Fermo restando il diritto al risarcimento del danno per l’utilizzo di opera protetta da diritto d’autore, vanno rigettate le domande volte ad ottenere la cessazione della condotta e la pubblicazione del provvedimento, posto che questi sono rimedi attivabili solo qualora ricorra una lesione del diritto d’autore come diritto alla paternità dell’opera, dunque come diritto della personalità.
Azione di responsabilità ex art. 2476 c.c.: profili processuali e natura del debito risarcitorio
L’art. 2476, co. 3, c.c. contempla un’ipotesi di sostituzione processuale che rende comunque necessaria la compartecipazione al giudizio della società titolare del credito risarcitorio, in quanto nel suo patrimonio confluirà la somma eventualmente liquidata all’esito positivo del giudizio, onde, la sua presenza attiva, con possibilità anche di resistere all’azione, si giustifica anche in ragione del brocardo nemo invitus locupletari potest.
Alla luce del disposto dell’art. 2476 c.c., chi non riveste il ruolo di legale rappresentante, socio e/o creditore della società non è legittimato in alcun modo ad agire per conto e/o in luogo di quest’ultima per far valere la responsabilità degli amministratori.

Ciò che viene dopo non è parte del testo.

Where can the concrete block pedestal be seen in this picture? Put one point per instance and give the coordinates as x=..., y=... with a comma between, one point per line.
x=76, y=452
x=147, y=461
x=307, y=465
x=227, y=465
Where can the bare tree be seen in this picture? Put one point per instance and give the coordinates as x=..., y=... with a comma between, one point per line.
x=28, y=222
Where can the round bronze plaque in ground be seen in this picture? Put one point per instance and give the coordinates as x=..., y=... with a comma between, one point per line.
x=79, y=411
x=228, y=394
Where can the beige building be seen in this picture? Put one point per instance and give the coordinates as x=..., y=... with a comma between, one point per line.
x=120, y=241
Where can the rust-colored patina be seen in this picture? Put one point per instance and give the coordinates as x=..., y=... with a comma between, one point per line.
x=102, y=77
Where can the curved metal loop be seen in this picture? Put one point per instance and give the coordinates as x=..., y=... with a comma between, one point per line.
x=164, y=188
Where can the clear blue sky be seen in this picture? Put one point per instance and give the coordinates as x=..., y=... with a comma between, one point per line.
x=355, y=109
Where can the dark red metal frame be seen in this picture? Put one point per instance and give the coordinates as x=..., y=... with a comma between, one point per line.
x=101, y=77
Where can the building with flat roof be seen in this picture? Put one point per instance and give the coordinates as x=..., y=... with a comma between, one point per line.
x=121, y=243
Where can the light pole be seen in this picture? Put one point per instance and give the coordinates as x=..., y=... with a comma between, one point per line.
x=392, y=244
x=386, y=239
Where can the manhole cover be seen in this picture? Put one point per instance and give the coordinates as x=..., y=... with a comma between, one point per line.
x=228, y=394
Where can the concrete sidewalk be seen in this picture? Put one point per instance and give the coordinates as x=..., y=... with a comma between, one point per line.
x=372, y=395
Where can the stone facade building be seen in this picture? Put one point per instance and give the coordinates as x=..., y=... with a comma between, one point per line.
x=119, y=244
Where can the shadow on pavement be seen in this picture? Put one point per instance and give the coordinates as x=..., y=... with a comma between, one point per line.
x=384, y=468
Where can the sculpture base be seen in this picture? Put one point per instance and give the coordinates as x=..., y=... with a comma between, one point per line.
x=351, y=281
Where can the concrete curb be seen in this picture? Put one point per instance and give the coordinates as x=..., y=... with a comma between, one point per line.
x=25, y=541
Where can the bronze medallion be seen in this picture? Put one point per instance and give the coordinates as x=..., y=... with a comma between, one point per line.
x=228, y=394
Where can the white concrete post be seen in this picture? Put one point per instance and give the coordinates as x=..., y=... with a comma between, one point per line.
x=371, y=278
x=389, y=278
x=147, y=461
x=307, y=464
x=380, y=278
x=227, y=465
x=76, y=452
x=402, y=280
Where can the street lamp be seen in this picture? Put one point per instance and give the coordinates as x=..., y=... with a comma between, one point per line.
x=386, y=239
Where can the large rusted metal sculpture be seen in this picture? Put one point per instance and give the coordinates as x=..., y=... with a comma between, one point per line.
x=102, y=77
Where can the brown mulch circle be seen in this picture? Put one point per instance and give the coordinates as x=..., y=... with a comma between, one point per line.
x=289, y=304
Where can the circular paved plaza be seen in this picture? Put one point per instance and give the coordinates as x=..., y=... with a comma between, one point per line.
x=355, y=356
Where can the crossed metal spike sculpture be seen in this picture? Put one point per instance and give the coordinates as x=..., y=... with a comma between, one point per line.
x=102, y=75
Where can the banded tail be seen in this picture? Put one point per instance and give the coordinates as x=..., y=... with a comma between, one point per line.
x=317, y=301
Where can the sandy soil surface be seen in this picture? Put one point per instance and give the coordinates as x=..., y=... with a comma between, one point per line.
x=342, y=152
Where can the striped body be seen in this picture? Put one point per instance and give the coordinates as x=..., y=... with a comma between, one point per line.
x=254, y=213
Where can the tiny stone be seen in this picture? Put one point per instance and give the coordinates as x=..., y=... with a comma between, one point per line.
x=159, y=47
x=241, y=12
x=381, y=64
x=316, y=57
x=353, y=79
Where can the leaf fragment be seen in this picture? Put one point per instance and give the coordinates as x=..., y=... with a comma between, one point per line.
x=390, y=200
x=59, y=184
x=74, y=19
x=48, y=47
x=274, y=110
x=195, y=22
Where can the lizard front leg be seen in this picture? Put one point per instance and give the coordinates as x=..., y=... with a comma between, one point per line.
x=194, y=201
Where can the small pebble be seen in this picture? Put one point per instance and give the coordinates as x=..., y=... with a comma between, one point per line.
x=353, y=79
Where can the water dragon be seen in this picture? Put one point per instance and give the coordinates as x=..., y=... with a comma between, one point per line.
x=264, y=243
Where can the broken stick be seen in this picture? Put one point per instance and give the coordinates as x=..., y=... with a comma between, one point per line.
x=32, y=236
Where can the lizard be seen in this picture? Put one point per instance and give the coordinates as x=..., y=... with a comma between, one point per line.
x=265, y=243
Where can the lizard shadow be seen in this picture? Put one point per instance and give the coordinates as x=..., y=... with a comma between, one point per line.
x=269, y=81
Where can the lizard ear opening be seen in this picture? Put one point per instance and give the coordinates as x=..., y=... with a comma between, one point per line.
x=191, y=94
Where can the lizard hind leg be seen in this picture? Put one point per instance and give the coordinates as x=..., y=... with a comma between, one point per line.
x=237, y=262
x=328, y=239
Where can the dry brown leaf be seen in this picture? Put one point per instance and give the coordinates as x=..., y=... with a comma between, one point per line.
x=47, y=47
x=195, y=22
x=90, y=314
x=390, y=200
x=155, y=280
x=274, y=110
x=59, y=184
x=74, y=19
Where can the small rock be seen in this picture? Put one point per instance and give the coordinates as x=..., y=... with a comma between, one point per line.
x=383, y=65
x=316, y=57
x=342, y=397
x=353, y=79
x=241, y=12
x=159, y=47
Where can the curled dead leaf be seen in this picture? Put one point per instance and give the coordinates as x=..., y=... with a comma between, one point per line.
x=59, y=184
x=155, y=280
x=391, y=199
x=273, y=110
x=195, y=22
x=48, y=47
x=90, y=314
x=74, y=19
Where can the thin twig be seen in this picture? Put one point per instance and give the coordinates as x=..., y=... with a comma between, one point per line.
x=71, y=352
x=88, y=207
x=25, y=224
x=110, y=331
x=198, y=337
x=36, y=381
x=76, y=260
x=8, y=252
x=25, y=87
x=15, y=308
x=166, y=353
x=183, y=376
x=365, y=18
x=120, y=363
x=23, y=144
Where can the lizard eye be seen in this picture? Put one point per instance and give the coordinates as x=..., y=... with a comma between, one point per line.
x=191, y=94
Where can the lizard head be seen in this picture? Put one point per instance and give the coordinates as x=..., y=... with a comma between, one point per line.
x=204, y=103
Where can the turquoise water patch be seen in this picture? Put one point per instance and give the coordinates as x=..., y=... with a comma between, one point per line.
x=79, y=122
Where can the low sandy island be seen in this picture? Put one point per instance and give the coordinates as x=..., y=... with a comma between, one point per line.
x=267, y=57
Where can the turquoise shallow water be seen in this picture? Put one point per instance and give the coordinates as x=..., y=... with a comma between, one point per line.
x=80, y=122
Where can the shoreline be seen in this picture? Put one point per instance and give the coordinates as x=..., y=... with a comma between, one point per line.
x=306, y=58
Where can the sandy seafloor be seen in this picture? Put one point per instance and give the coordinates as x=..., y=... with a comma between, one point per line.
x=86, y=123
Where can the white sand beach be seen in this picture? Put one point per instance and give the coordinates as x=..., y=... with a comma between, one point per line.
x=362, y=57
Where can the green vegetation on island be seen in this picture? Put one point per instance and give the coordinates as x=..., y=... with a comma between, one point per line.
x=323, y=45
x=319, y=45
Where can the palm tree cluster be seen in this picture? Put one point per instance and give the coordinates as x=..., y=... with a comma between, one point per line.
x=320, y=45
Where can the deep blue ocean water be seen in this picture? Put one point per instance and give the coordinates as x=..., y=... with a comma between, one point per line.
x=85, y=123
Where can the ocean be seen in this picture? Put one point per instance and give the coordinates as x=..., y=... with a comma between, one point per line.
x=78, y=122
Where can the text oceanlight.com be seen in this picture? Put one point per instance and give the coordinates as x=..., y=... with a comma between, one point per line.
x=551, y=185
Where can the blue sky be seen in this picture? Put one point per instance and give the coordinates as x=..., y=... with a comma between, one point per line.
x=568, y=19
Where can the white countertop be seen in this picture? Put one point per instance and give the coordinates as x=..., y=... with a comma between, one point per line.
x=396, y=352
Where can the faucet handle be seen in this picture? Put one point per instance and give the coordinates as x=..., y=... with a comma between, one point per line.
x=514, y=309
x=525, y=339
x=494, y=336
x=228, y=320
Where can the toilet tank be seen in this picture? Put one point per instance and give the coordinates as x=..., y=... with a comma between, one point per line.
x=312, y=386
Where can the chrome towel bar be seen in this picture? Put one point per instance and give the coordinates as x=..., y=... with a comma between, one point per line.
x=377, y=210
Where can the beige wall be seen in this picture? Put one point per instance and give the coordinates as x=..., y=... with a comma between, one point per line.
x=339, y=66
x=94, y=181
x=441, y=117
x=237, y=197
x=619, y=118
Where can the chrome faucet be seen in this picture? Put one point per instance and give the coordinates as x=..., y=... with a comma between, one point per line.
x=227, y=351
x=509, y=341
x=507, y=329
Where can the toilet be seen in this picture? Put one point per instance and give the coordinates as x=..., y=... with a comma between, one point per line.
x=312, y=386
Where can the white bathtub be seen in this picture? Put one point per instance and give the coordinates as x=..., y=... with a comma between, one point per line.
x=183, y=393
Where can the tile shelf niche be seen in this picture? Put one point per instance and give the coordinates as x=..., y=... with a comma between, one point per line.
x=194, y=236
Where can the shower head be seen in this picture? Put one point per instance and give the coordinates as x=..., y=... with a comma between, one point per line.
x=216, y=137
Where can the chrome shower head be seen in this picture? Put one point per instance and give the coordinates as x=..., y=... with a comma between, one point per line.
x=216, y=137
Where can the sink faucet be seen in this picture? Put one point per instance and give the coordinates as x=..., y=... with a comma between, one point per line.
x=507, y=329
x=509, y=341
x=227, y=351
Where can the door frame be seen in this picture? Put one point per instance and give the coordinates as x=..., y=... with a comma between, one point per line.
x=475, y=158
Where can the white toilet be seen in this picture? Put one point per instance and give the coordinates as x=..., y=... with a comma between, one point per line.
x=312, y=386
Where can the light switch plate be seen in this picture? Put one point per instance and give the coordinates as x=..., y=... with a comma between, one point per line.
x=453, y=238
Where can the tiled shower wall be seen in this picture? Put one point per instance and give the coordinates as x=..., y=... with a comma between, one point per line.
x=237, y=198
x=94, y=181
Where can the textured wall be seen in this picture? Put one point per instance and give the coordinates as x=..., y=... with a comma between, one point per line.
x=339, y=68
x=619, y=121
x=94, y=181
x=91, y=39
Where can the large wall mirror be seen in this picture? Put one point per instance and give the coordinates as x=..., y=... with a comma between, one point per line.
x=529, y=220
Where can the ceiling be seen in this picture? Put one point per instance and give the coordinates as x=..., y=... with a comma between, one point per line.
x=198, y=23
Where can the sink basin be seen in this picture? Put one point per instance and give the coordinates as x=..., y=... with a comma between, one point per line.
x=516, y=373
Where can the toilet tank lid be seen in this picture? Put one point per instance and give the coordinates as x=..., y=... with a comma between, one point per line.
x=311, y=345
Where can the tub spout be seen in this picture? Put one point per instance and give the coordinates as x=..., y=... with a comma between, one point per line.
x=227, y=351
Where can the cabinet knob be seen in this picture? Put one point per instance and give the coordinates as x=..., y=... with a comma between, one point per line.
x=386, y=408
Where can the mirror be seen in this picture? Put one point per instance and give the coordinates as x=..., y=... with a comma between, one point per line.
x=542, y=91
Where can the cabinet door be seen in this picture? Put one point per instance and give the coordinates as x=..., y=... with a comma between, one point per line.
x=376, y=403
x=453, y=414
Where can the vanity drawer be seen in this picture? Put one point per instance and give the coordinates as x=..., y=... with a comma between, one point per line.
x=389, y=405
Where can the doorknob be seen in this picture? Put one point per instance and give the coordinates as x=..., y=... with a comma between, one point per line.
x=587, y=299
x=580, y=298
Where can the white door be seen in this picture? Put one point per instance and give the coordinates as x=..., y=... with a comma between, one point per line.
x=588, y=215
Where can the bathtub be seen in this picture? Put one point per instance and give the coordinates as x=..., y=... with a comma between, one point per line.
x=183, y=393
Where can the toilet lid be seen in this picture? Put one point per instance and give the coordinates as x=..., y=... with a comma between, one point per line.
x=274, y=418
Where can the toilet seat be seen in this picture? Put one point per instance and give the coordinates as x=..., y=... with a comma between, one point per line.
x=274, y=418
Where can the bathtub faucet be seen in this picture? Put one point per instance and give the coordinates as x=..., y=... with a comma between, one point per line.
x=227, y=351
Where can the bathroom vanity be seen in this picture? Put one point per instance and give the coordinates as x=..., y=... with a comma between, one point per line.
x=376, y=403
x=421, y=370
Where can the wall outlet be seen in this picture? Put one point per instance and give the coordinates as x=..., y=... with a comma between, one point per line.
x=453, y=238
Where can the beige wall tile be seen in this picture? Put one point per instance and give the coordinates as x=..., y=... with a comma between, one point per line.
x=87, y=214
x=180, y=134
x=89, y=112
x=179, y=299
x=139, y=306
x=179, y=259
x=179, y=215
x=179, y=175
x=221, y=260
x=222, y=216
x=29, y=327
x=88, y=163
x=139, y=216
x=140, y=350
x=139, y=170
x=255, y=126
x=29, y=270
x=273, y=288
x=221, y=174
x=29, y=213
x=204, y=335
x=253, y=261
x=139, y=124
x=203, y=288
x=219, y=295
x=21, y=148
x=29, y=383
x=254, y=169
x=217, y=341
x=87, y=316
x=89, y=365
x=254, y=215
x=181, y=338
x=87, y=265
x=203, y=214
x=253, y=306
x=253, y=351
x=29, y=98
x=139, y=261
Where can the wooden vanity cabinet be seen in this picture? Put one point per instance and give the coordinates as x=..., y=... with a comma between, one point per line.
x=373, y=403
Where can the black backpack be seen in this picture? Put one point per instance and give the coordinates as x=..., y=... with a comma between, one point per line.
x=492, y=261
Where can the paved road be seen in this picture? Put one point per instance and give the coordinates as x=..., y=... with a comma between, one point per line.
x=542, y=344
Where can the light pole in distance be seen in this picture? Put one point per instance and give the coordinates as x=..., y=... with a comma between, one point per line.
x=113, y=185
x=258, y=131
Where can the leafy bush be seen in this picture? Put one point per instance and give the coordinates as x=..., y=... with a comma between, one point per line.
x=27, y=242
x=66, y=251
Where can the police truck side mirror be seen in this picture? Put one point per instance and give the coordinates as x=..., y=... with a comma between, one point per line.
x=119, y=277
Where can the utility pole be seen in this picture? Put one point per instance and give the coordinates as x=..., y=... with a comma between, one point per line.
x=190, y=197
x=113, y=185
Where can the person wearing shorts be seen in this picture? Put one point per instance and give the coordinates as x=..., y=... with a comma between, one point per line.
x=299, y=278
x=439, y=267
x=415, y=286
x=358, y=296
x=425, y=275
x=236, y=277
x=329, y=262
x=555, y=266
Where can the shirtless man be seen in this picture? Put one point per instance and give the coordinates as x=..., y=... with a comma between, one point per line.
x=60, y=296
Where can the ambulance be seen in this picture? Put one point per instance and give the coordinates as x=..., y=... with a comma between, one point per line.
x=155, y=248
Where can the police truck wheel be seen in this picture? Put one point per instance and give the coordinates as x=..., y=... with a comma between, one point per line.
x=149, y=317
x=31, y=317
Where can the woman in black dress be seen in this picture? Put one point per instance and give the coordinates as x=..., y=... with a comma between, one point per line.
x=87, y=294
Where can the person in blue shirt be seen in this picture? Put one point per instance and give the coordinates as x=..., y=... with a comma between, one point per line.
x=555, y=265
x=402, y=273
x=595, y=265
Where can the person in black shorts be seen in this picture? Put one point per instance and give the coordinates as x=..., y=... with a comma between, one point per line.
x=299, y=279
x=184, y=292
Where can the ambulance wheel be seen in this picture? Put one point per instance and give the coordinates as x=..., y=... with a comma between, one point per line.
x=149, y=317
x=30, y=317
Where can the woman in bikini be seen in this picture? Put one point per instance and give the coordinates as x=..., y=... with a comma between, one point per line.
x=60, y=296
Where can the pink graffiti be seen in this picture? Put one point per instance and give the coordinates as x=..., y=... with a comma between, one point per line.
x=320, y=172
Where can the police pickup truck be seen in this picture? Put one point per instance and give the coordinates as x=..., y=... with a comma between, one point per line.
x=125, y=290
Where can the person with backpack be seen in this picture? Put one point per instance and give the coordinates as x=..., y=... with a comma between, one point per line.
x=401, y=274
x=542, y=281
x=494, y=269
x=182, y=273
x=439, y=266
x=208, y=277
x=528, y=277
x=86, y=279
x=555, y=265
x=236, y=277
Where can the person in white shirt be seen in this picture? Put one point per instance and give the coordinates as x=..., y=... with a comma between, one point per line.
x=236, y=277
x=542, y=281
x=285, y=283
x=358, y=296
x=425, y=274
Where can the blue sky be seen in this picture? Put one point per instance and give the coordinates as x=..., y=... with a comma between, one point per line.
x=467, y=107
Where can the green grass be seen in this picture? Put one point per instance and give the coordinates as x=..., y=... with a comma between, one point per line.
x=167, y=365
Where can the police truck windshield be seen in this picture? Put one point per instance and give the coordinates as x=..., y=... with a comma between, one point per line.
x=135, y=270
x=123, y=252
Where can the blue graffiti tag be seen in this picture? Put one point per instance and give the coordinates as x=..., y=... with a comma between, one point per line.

L’interesse richiesto per la legittimazione all’intervento adesivo dipendente nel processo in corso fra altri soggetti (art. 105, co. 2, c.p.c.), deve essere non di mero fatto, ma giuridico, nel senso che tra adiuvante e adiuvato deve sussistere un vero e proprio rapporto giuridico sostanziale, tal che la posizione soggettiva del primo in questo rapporto possa essere – anche solo in via indiretta o riflessa – pregiudicata dal disconoscimento delle ragioni che il secondo sostiene contro il suo avversario in causa.
Inadempimento della scrittura privata concernente la suddivisione dei marchi, risarcimento dei danni ex art. 125 c.p.i. e relativo onere probatorio
L’art. 125 c.p.i. non costituisce una deroga in senso stretto alla regola ordinaria sul risarcimento dei danni e al relativo onere probatorio, ma rappresenta una semplificazione probatoria che pur presuppone un indizio della sussistenza dei danni arrecati, attuali o potenziali, cosicché la liquidazione non può essere effettuata sulla base di un’astratta presunzione e, in applicazione degli art. 1223 e seg. c.c., non si può dunque prescindere dalla prova di un adeguato rapporto di causalità tra l’atto illecito e i danni sofferti ed allegati, secondo i criteri ordinari probatori. Ciò vale anche per la giusta royalty, poiché la successione letterale e logica tra le norme dei primi due commi esprime l’intento del legislatore di non sganciare il criterio risarcitorio del “giusto prezzo del consenso” dalla norma generale di cui al primo comma, che richiama, appunto, i principi generali dettati dagli artt. 1223 ss., c.c.. La restituzione degli utili, disciplinata nell’art. 125 c. 3 c.p.i., può essere chiesta dal titolare del diritto di privativa senza che sia necessario allegare e provare, in primo luogo, che agli utili realizzati dal contraffattore, sia corrisposto un mancato guadagno da parte sua; in secondo luogo, che l’autore della violazione abbia agito con colpa o con dolo. La restituzione degli utili costituisce una vera e propria domanda che deve essere proposta entro la soglia fissata dalla legge processuale per le preclusioni assertive, quindi quantomeno entro il termine della prima memoria ex art. 183 c.p.c., comma 6.